Ma rencontre avec le cinéma a été assez naïve. Je viens d’une famille qui fait du théâtre  : mon grand-frère en faisait déjà. J’ai grandi à Viry-Châtillon dans la banlieue parisienne, où j’ai suivi les cours de l’association « 1000 visages », créée par Houda Benyamina. Le théâtre, c’était un exutoire, une passion. Tout comme un ami à moi pouvait aller au foot, moi j’allais au théâtre. Et c’est cette pratique qui m’a initié au cinéma. Dans le cadre des cours de « 1000 visages », on a fait une semaine «  de plateau  » intensive en Vendée. Les rôles se sont précisés là-bas, à travers la découverte des aspects de la production  : perche, réalisation, régie…  C’était un beau voyage. Ma rencontre avec le cinéma s’est donc faite dès 15 ans avec cette association-là et continue aujourd’hui de plus belle, à 22 ans.

As-tu des souvenirs de ta première expérience de cinéma  ?

C’était la série Cannabis pour Arte par Lucie Borleteau.

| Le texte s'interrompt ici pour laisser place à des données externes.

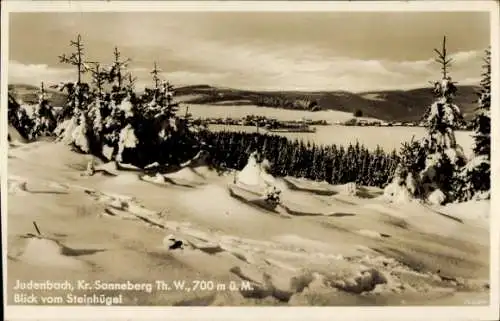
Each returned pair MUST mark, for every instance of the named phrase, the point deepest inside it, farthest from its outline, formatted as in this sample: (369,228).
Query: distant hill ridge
(388,105)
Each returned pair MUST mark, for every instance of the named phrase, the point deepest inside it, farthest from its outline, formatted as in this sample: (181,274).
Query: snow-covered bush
(474,179)
(44,120)
(429,168)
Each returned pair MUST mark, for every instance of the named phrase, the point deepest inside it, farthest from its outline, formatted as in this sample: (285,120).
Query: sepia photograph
(248,157)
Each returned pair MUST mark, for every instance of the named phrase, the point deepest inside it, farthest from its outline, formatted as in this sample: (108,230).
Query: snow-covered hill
(325,245)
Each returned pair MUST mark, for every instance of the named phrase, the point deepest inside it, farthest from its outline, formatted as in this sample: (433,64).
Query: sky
(353,51)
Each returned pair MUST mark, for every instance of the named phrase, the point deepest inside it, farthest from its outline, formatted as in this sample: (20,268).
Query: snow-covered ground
(240,111)
(325,245)
(389,138)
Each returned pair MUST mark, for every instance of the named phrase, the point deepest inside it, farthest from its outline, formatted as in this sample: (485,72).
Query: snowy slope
(114,227)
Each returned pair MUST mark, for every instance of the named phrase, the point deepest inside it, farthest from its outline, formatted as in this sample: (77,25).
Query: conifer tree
(429,168)
(75,126)
(474,180)
(44,121)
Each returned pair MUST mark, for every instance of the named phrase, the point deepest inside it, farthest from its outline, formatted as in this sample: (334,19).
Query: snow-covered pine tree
(18,117)
(98,108)
(160,111)
(474,179)
(44,121)
(120,125)
(74,124)
(429,168)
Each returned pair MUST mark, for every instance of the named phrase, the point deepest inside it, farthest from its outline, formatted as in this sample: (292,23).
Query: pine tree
(429,168)
(44,122)
(474,179)
(75,125)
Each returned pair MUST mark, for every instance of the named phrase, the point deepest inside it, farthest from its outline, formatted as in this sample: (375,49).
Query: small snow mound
(397,193)
(198,160)
(471,210)
(349,189)
(157,179)
(52,254)
(187,174)
(255,174)
(364,281)
(17,186)
(437,197)
(371,233)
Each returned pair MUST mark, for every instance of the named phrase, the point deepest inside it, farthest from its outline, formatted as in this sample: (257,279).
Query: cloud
(34,74)
(273,67)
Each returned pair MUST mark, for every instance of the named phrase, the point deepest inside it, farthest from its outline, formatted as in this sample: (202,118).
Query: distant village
(304,124)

J’avais postulé sur Cineast.org par mail. Un jour en cours de SVT, au lycée, je reçois une réponse positive pour passer le premier tour. J’ai finalement été pris pour un petit rôle de six jours. J’ai adoré découvrir la dynamique d’un tournage professionnel en tant que membre de l’équipe. J’avais déjà été sur le tournage de Divines en tant que spectateur, mais avec ce petit rôle, j’étais impliqué d’une autre façon.

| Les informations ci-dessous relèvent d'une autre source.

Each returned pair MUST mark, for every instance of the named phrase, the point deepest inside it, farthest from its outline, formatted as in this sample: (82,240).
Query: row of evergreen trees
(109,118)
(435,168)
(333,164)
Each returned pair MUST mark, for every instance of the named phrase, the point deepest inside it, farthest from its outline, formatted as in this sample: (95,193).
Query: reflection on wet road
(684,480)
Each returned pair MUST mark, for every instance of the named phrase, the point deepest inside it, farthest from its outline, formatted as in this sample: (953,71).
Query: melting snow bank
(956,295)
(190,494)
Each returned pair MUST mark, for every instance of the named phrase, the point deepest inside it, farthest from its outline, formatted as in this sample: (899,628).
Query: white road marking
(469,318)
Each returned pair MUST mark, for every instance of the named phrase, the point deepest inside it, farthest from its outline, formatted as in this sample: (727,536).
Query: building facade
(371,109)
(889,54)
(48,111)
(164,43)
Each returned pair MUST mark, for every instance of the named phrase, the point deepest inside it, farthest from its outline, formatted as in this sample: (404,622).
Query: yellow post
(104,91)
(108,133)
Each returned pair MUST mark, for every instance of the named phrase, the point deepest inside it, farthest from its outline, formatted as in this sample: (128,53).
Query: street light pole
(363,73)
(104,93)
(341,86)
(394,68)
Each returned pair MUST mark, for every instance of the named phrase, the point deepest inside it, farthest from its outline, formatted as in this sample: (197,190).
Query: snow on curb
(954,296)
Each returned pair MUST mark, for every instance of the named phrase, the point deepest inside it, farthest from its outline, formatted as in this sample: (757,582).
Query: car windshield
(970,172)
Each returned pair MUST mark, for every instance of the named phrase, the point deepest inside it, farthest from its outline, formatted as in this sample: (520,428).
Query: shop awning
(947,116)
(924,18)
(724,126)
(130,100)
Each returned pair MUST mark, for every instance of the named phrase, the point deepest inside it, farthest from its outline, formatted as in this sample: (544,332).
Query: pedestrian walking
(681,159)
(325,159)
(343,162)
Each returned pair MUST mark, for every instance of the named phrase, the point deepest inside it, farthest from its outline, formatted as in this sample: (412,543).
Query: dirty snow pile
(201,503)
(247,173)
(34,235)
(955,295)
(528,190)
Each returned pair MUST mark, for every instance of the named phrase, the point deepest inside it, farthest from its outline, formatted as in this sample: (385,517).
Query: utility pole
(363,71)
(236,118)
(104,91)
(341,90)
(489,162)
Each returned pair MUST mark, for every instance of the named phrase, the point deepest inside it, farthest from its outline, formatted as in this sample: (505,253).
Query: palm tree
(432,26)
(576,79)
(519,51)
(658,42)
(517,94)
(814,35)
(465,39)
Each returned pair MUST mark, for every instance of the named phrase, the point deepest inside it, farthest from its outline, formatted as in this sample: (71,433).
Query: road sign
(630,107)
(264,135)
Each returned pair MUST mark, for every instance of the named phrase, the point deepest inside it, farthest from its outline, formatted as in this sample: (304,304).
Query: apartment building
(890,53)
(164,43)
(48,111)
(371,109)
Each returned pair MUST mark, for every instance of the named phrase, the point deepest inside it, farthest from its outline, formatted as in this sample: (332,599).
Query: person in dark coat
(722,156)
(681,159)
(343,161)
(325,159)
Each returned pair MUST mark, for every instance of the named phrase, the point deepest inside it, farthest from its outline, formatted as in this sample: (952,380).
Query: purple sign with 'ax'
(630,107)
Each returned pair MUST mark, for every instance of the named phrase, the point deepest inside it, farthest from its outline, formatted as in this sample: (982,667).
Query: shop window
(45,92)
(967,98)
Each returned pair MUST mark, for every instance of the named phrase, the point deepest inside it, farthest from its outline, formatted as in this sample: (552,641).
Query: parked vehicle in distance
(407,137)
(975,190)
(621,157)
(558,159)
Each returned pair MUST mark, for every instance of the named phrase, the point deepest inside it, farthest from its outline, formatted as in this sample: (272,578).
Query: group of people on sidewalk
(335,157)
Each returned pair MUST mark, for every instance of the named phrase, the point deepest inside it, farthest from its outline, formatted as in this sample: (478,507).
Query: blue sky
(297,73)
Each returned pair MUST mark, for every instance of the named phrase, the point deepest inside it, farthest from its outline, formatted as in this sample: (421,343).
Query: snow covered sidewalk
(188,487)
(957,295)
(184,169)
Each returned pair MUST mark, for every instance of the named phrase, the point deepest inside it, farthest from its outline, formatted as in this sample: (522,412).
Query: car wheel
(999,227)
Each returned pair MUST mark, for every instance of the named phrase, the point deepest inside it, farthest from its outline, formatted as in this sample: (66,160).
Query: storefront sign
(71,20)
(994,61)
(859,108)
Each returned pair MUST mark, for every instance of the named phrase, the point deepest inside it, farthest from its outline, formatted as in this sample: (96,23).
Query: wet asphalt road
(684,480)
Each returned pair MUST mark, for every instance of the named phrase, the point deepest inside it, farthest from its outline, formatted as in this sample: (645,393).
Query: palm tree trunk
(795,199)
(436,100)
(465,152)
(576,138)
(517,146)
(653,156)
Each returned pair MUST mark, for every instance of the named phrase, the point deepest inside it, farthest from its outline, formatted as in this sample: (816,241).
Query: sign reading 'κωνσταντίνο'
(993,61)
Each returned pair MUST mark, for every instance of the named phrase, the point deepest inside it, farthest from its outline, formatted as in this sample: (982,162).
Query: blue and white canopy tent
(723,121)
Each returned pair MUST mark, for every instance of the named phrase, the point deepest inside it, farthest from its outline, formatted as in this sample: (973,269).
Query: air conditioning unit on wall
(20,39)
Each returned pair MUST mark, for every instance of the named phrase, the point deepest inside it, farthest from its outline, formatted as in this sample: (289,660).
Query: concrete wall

Je crois que c’est cette expérience de spectateur sur un tournage de nuit sur Divines qui m’a révélé un truc. J’ai vraiment été impressionné et je n’avais plus qu’une seule volonté  : me retrouver parmi ceux qui jouaient.

Ce projet-ci, comment t’es-tu retrouvé dessus  ?

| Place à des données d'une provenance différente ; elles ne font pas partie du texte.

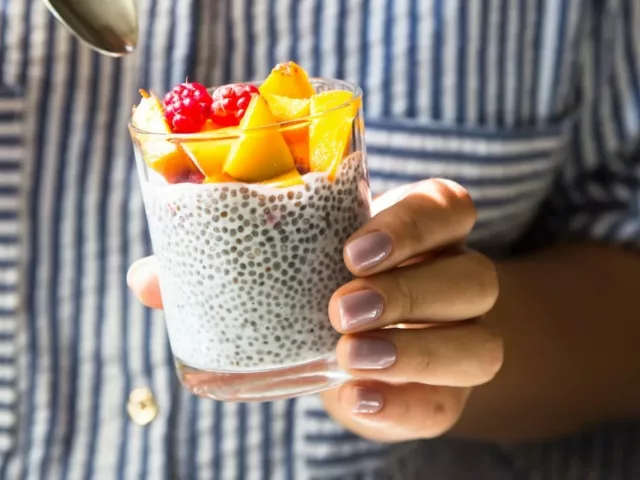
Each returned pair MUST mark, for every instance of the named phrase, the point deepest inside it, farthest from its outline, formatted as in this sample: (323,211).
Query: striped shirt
(533,105)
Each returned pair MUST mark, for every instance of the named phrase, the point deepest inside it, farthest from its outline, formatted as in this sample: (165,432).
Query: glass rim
(223,133)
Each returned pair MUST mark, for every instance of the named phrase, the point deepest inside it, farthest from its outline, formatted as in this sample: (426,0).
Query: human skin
(564,320)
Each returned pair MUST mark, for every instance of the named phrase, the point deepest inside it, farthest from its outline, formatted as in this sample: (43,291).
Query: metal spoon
(108,26)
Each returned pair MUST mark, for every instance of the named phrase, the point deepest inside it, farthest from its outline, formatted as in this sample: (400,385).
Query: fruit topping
(271,135)
(186,107)
(285,109)
(330,132)
(296,137)
(210,153)
(165,157)
(289,80)
(230,103)
(288,179)
(259,154)
(296,134)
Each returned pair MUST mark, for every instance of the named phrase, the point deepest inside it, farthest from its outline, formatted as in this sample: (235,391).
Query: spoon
(108,26)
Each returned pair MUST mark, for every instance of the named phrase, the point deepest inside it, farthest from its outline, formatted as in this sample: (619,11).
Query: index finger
(428,216)
(142,279)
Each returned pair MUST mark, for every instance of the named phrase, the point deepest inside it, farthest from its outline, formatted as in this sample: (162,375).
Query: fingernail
(369,250)
(359,309)
(367,401)
(371,353)
(139,270)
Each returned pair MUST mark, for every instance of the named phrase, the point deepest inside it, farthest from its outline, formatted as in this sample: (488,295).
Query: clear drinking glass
(246,270)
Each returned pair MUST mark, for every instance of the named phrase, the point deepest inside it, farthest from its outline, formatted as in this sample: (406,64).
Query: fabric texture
(532,105)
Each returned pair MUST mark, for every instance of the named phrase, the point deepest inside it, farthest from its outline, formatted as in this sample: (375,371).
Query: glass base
(262,386)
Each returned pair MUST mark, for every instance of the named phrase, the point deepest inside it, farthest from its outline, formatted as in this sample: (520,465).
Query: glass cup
(246,270)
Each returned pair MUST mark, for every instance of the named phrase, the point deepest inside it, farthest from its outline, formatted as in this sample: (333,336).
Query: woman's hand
(413,337)
(412,268)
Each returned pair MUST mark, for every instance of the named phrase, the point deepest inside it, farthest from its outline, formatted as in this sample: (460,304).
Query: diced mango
(259,154)
(285,109)
(289,80)
(296,135)
(219,178)
(211,154)
(288,179)
(297,138)
(330,132)
(165,157)
(324,101)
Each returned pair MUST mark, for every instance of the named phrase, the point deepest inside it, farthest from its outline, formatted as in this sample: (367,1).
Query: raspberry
(230,102)
(186,107)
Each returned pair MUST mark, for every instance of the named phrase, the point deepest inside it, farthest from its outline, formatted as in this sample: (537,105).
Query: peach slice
(210,154)
(165,157)
(330,132)
(288,79)
(297,138)
(219,178)
(285,109)
(262,153)
(288,179)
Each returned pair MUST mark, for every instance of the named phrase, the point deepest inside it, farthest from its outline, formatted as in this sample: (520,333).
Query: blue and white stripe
(533,105)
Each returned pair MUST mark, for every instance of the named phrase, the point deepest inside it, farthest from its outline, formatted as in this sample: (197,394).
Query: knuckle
(423,363)
(487,284)
(455,195)
(493,356)
(412,221)
(405,296)
(437,418)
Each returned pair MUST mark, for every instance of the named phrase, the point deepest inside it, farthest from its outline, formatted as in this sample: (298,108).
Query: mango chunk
(211,154)
(297,138)
(259,154)
(289,80)
(219,178)
(165,157)
(288,179)
(285,109)
(330,132)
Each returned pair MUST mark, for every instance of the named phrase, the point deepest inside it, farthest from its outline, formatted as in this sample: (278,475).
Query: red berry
(186,107)
(230,102)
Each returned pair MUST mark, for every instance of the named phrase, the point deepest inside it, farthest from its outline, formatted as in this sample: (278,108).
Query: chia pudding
(247,270)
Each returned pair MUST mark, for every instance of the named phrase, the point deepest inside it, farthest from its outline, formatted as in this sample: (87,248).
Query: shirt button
(142,407)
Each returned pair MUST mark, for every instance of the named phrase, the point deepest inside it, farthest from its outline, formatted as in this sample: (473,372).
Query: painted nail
(369,250)
(371,353)
(367,401)
(359,309)
(140,270)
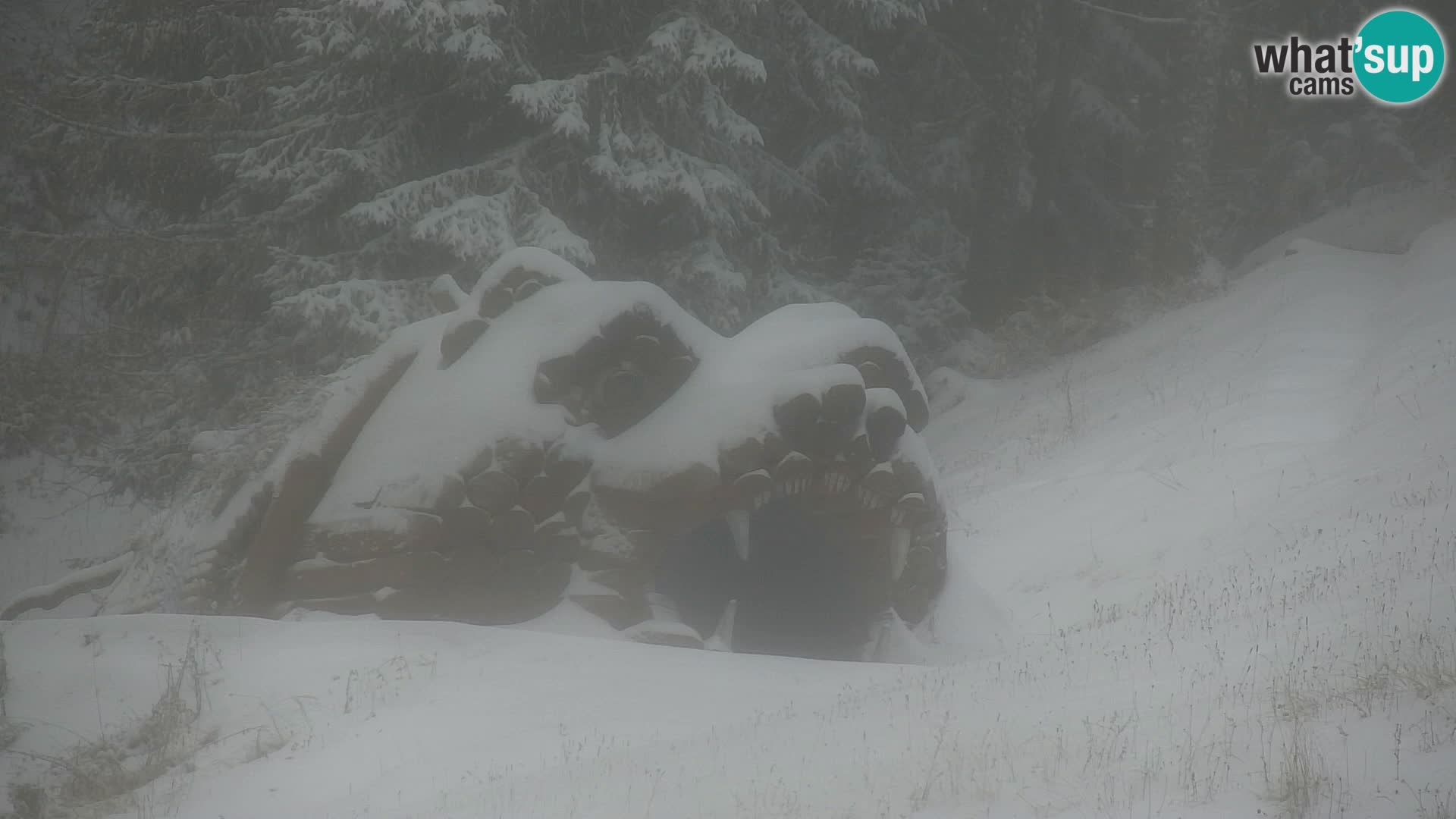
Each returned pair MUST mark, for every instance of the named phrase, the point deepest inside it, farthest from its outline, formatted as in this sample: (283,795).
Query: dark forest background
(209,206)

Je suis les cours de « 1000 visages » depuis cinq ans, leurs ateliers me permettent de garder la forme  : tu viens, tu joues, tu apprends, constamment. L’une des réalisatrices (Héloïse), que je connaissais, qui m’a parlé du projet. Je me suis présenté au casting, devant Yassine (Lassar Ramdani, membre du collectif d’élèves ayant réalisé le film, ndlr) et toute la bande de réalisateurs. Ça se passe super bien, on fait beaucoup d’impros, on se marre. Au fil des essais, des propositions, des différentes personnes avec qui je joue, le rôle se dessine. On se correspond mutuellement, sur la distribution et la réalisation. C’est une rencontre à travers une connaissance, qui a mené à un superbe projet commun.

Est-ce que tu trouves un avantage considérable dans ce format plus court  ? 

Pour moi, la différence principale réside dans le fait que le tournage du court-métrage est finalement bien plus intense. En tant que comédien on pense que c‘est plus court, plus détendu, mais c’est tout le contraire. C’est plus détendu dans l’ambiance mais bien plus intense dans le travail. Moi il m’arrive souvent de me trouver meilleur sur un court-métrage. En tant que jeune comédien, on ressent moins de pression sur le tournage, on trouve mieux sa place. Qu’on soit premier ou second rôle finalement, on est pris, on a des scènes, on compte.

Ce que j’aime sur les courts-métrages, c’est qu’on travaille avec des gens qui tiennent aux histoires. Ceux qui écrivent sont souvent ceux qui réalisent. C’est leur enfant, ils sont impliqués. Le tournage, c’est le rêve, la finalité du projet.

Pour terminer  : penses-tu qu’il existe une morale à cette histoire  ?

L’ouverture d’esprit manque à beaucoup de gens, il ne faut jamais perdre sa curiosité d’enfant.